Saving money for the unexpected is fundamental, especially in today’s economic climate.  Many financial professionals suggest that an emergency fund should be at least 6 months worth of expenses.  Some will say as much as two years worth of expenses.  David Bach, author of the book “The Automatic Millionaire” puts it simply as having enough money to sleep comfortably at night.  If you are up worrying about what would happen if you lose your job, then you need to have more in an emergency fund.  And the best way to save is to have money deposited into a money market account or savings account automatically whenever the paycheck comes in.  This will not only force you to save the money, but it will also force you to follow your budget.  As soon as the money comes in and the savings portion of the budget is satisfied, there will be less of a chance to spend the money absent-mindedly.  Bankrate.com has a method of finding a savings or money market account based on institution, yields, or several other factors.

The best way to find money to fund your emergency fund is to sit down to create a budget.  Keep a keen eye out ways to reduce discretionary spending.  Take the savings and invest it in your retirement or save it for emergencies or big purchases like the down payment on a house.  Without a budget, it often seems as though there is no money leftover and you may feel as though you are living paycheck to paycheck.  Finding the “extra” money is only part of the solution, it must be put to good use or else it will be wasted just as it was in the past.  Now the extra money can be saved and invested, allowing you to use it in the case of a future emergency or retirement.

While an emergency fund is important, saving money for retirement is also important.  American’s are bad savers.  Make sure that you put aside a portion of the money not spent on necessities to invest for later use.   Until the emergency fund is large enough that you feel comfortable, split your new savings between your emergency fund and your retirement accounts.  To maximize the tax advantages, consider either a regular or Roth IRA.  As long as you meet the eligibility requirements are met, take advantage of the government’s contribution toward your retirement.  Fund your IRA the same way as you funded your emergency fund.  Set up your IRA so that your bank deducts the IRA contributions the day your paycheck clears your account.

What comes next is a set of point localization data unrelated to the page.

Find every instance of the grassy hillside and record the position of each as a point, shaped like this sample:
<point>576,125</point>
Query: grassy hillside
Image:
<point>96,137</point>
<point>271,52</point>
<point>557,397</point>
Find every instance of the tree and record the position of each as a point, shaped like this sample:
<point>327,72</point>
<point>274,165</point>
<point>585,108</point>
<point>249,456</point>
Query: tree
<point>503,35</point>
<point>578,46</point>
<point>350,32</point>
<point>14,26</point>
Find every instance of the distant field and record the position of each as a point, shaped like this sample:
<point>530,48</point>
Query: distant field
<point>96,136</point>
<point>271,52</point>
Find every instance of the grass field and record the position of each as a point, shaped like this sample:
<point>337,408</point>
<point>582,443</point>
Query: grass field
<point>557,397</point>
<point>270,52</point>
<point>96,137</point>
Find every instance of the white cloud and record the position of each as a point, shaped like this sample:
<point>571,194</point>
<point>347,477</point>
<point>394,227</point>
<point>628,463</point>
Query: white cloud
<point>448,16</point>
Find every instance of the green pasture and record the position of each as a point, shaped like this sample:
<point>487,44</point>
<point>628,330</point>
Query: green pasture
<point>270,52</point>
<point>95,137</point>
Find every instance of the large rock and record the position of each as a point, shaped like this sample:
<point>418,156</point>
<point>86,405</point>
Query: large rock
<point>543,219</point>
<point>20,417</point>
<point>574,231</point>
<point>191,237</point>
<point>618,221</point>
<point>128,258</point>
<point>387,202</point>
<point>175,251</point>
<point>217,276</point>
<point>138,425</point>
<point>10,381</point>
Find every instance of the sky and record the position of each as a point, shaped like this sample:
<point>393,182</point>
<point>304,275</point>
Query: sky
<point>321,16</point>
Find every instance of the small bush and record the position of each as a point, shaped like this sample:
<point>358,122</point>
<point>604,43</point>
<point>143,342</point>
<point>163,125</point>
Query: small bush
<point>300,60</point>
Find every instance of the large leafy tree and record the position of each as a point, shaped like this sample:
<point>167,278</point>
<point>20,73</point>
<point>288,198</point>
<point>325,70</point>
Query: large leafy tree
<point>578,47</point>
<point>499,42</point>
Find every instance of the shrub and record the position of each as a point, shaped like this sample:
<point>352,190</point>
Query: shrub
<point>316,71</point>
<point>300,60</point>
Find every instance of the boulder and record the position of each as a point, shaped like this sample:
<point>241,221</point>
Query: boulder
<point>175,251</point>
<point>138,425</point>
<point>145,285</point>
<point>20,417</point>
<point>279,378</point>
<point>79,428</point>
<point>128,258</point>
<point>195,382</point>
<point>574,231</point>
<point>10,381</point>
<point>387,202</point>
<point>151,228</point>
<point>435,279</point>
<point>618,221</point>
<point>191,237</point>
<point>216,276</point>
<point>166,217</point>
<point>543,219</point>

Most people would prefer to save more money, but realistically money is tight and saving for tomorrow means doing less today.  But this does not mean that you need to eliminate all the discretionary spending from your budget.  Your budget will still maintain an “entertainment” section.  The money you save will come from taking care not to overspend on the discretionary side, so there is cash available in the event of an emergency and your putting money away for retirement.